It took over two years trying to find information on the three soldiers that were involved in the promise. There names were Pudgie Taylor, Bobby Glue and George Bramwell.
There were numerous issues to deal with, the first major hurtle was that the events took place almost 100 years ago and number two on the list was the destruction of WWI documents when the archive building was demolished during the Blitz in WWII. The other problems were minor, such as nicknames, trying to perform my research from the US side of the pond and the way the British recorded things.
What helped me was the knowledgeable people on some of the WWI forums I had joined. Many were experts on WWI and most were located in the UK. A case in point was the rank my grandfather held at one time in the Royal Field Artillery (RFA). Early in his military career he held the rank of bombardier, which in the US it conjures-up visions of a bombardier aboard an aircraft that drops bombs. With this in mind and knowing that my grandfather also served in the Royal Air Force a year and a half before the war ended. To me two plus two equaled four, but not in the British army. Bombardier was a rank within the RFA, something on par as a corporal.

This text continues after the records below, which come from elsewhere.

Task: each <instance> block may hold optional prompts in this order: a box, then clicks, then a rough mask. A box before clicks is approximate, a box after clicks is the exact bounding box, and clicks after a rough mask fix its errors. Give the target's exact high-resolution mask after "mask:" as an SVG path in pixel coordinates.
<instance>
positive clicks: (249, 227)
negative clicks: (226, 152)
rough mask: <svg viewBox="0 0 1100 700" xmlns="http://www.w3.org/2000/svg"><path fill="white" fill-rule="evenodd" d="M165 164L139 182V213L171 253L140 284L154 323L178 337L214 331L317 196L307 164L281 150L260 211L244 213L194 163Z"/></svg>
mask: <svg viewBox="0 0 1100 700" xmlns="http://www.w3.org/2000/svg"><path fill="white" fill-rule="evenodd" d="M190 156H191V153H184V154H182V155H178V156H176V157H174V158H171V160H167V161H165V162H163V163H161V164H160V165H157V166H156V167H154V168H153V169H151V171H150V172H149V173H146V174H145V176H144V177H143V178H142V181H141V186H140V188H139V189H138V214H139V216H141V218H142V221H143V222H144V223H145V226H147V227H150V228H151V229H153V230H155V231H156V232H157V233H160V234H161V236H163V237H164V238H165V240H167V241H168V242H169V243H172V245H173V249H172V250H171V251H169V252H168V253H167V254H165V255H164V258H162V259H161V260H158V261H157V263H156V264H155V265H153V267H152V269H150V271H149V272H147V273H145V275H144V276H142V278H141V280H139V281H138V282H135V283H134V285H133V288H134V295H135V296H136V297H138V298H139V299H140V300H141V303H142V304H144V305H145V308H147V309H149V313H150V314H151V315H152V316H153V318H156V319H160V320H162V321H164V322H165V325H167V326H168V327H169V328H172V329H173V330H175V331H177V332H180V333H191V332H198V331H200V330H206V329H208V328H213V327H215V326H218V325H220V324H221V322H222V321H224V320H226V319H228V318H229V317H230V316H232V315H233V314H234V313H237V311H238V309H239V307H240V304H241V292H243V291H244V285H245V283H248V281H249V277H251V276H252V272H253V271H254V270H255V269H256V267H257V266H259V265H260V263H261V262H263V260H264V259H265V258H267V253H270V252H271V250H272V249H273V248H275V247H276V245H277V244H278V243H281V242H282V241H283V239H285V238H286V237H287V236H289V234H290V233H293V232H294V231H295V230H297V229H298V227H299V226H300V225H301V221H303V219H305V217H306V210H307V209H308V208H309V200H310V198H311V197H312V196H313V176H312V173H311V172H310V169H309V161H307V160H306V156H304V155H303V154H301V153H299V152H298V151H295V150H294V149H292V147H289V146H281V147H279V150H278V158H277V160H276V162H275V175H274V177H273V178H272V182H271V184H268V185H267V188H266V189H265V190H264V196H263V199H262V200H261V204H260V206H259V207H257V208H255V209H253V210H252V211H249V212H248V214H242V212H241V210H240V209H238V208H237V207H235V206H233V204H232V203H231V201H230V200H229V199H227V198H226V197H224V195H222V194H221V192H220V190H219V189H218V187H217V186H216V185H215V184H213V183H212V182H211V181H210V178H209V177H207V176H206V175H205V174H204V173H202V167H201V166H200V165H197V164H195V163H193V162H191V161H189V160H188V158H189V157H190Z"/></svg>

In the collection of war documents within the box was a dark brown piece of what looks like scrap paper. Written in pencil there was a message scribbled on one side. It made reference to a bird that was shot down and those that observed it being hit by British anti-aircraft guns couldn't identify which AA battery actually brought it down. Again the experts set me straight for I thought it was shot down over London. Why, because my grandfather established the anti-aircraft batteries around Liverpool. With the information written on the slip of paper, the experts collaborated and agreed that the bird was shot down over Paris. I was also informed that bird referred to an airplane not a zeppelin.